Another famous item is a terracotta figure of a girl with a drum, from the 8th century BCE. There are many other early artifacts, and a considerable number of a much later date from the Byzantine period, including a fine mosaic floor with animal roundels. Early excavations took place at Tel Shiqmona in 1895 by G. Schumacher and later by Moshe Dothan in 1951 but the main work was conducted by Joseph Elgavish on behalf of the Haifa Museum of History from 1963 to 1979.

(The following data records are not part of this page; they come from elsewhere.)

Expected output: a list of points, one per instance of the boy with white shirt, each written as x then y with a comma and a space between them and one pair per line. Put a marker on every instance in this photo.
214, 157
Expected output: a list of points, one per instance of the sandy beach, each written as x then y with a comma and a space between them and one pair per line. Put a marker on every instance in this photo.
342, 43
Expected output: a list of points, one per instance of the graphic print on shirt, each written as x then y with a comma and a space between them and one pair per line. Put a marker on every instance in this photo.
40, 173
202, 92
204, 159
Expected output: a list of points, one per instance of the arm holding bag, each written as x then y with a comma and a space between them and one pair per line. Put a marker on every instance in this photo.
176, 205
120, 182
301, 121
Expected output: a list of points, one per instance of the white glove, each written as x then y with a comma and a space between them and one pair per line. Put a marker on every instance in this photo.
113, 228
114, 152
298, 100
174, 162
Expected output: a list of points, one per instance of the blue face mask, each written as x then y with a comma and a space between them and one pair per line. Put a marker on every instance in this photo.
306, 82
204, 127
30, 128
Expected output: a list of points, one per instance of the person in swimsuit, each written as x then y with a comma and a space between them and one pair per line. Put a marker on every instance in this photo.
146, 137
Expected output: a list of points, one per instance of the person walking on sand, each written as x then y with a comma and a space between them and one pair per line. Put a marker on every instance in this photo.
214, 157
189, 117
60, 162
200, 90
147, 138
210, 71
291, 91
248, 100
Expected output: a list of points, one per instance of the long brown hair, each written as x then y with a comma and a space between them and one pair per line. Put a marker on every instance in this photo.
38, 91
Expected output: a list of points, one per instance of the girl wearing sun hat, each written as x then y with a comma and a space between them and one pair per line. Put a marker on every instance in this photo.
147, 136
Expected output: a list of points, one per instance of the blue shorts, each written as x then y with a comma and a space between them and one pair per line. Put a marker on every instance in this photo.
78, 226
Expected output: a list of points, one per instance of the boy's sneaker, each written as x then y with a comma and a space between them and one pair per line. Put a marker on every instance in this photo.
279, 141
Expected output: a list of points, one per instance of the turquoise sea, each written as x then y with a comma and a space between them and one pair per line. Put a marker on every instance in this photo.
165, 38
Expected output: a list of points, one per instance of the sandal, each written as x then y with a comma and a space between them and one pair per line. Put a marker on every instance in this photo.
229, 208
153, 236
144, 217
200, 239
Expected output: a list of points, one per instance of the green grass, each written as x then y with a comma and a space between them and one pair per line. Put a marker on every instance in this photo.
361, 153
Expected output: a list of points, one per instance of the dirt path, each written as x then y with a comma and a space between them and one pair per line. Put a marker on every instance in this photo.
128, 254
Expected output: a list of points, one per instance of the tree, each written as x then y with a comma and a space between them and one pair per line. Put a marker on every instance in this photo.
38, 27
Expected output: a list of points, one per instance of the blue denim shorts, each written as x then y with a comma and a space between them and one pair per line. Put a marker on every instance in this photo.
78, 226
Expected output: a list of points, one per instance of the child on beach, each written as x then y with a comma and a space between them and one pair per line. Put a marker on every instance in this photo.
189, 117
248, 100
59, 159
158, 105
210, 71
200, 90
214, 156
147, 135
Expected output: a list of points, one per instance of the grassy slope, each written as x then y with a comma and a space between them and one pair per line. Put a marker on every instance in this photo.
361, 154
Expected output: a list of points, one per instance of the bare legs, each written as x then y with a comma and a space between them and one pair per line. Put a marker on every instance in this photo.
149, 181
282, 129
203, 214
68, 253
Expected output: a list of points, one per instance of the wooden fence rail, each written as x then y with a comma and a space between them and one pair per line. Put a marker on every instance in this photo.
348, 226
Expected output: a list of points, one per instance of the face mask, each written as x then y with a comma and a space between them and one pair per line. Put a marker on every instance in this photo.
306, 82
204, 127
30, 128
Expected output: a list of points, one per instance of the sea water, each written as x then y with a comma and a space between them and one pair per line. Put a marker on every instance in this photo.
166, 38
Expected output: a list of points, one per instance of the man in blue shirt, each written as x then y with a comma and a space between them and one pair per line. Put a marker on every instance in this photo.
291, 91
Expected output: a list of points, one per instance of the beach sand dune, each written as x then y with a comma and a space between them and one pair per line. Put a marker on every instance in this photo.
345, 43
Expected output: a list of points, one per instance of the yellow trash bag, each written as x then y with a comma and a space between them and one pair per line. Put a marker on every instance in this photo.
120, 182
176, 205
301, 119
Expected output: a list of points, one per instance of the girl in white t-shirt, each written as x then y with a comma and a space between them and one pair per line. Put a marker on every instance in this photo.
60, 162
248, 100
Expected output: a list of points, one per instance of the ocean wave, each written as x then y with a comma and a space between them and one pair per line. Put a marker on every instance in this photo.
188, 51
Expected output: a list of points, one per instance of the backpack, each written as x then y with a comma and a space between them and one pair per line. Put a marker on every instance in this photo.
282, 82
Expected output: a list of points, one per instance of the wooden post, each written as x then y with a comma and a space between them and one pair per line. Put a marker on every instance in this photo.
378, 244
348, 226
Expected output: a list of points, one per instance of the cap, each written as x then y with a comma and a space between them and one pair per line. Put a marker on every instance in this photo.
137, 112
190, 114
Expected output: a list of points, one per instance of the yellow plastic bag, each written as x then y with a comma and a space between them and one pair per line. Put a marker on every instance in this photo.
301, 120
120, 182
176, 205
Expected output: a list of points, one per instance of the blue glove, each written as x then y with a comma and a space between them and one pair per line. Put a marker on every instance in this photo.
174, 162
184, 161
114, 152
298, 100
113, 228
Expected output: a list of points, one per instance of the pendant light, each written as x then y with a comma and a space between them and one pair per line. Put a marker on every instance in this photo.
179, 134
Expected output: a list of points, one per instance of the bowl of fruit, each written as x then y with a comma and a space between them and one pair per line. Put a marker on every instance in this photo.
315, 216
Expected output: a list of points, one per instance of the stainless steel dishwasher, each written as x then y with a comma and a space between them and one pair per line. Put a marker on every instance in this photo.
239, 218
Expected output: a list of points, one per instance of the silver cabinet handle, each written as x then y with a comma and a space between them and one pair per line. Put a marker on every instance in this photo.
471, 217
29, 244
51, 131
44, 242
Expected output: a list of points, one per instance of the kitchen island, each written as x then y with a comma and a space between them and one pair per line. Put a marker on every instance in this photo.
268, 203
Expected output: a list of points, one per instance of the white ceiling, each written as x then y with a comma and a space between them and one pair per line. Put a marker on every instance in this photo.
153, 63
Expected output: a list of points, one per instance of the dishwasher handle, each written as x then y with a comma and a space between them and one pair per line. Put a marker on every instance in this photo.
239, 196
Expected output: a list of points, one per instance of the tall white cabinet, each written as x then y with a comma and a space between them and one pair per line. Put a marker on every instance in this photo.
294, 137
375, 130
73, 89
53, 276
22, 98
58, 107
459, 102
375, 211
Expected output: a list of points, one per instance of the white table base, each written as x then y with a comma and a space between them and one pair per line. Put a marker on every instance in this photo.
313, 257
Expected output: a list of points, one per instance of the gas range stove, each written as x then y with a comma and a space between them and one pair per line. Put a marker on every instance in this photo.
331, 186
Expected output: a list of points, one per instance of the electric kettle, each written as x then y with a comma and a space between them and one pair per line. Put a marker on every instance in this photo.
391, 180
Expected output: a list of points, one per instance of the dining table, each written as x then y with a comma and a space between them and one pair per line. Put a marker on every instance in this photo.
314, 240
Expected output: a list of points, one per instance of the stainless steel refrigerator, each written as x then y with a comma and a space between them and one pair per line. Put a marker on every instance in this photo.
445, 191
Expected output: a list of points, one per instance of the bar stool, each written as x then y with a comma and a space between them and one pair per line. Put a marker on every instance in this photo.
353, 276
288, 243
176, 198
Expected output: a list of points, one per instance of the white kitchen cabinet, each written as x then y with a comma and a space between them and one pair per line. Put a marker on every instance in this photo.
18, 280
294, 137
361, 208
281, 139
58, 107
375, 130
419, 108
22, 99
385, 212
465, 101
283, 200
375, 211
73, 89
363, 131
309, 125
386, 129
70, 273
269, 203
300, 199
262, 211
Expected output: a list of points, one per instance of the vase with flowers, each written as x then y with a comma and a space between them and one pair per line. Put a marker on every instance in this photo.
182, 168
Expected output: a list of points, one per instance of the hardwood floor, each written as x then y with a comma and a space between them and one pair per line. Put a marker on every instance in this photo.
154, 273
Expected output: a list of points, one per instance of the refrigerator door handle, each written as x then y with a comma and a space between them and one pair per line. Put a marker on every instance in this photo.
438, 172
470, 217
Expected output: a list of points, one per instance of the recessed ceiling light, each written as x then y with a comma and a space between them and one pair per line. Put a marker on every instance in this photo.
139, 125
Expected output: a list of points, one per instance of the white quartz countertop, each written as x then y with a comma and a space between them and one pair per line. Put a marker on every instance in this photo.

Finally, archaeological bacteria! It is reported that scientists from Tel Aviv and Hebrew University Medical schools, together with researchers from the Universities of Birmingham and Salford, have found the DNA of an early strain of tuberculosis in the bones of a mother and child at Athlit-Yam, just south of Haifa, that were buried in the Neolithic Pre-Pottery Age of 9,000 years ago. Although this is 3,000 years earlier than previous evidence of the disease, it is shown to be the human strain of tuberculosis and not one evolved from bovine TB, as previously thought. The community from which it evolved was settled at a period when animals were domesticated but not yet used for their milk. The find will enable researchers to work out how the bacteria have evolved over the centuries to the present day, when TB is still infecting millions around the world.